Até na Academia temos em pouca conta o Direito do Trabalho. Desde meus tempos de universitário, dizem que a espinha dorsal do curso tem de ser o Direito Civil, por ser comum a todos. Enquanto poucos prestigiamos o Direito do Trabalho, dedicamos sete semestres àquele direito. Não quero desmerecer o Direito Civil, mas duvido que alguns de seus domínios, como propriedade e posse de bens, herança e testamento, sejam direitos que interessam a muita gente, tanto quanto o salário, a jornada e a saúde no trabalho.         

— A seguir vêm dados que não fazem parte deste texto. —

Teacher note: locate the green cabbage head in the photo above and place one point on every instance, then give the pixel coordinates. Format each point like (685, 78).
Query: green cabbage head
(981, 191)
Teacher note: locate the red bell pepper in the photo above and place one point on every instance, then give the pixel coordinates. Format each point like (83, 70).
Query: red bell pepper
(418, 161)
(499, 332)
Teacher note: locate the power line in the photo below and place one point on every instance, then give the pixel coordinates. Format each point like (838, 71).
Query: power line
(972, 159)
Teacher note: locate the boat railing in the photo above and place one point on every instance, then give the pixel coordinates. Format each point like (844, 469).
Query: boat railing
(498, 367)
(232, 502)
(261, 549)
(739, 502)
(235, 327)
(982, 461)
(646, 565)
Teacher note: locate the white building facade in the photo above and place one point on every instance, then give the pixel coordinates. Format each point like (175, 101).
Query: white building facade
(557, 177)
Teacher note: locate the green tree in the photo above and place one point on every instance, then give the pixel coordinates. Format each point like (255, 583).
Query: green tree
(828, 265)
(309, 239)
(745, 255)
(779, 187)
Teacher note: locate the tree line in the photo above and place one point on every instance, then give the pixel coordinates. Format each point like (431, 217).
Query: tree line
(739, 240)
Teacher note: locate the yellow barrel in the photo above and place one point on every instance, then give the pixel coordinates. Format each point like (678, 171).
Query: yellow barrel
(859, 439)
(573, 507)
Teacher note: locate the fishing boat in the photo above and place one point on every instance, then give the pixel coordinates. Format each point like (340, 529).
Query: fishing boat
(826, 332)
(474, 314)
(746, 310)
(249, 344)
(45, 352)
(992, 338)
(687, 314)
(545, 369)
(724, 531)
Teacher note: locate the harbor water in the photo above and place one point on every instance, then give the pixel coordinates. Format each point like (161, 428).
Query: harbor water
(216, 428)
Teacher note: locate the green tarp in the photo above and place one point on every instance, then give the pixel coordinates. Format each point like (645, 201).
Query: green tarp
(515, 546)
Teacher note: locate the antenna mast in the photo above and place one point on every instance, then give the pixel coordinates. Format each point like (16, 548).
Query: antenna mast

Por isso, penso ser relevante a discussão sobre o que pode mudar nas relações de trabalho e na vida das pessoas, se for aprovada a reforma, embora o tempo não seja o mais favorável para quem vê o Direito do Trabalho como depósito de fé na realização da justiça. Sinto-me como um aeronauta cuja voz só é ouvida quando cai um avião. Mas ainda que algumas tragédias nos direitos trabalhistas pareçam inevitáveis, pior é fazer como os personagens de um cordel, que meu pai gostava muito, e dele eu herdei o gostar.
         
Nas palhaçadas de Biu, folheto de Manoel Camilo dos Santos, Zé Gibão tem um filho solteiro, justamente o dito Biu, que ficava encabulado quando via moça de perto. Certo dia, porém, ao vender carne na feira, apaixonou-se pela moça do sobrado. Ela, filha do prefeito, nem de longe correspondia ao enlevo do rapaz. Este, porém, convenceu o pai a irem à casa da moça, para ajustar o casamento. O prefeito, depois de saber que era da filha Nazaré que Biu dizia ser o pretendente, e ouvir dela que nunca viu aquele “timote”, mandou um recado ao tenente, para lhe mandar ordenanças. É quando Biu pergunta a Zé Gibão se ordenança é soldado, e o pai diz que é bolo. Ele pensava que o prefeito tinha mandado fazer café e buscar o bolo na casa do tenente. Mas quando chega a polícia, um soldado agarra Biu e dana-lhe um pontapé, o rapaz diz a Gibão: "Taí mô pai, café com bolo o que é."
           
Peço a Deus que me permita continuar a escrever sobre a reforma que se anuncia, ao menos para que muita gente não se espante, como Biu e Zé Gibão, que só quando sentiram as lamboradas no lombo, ficaram sabendo, “café com bolo o que é”.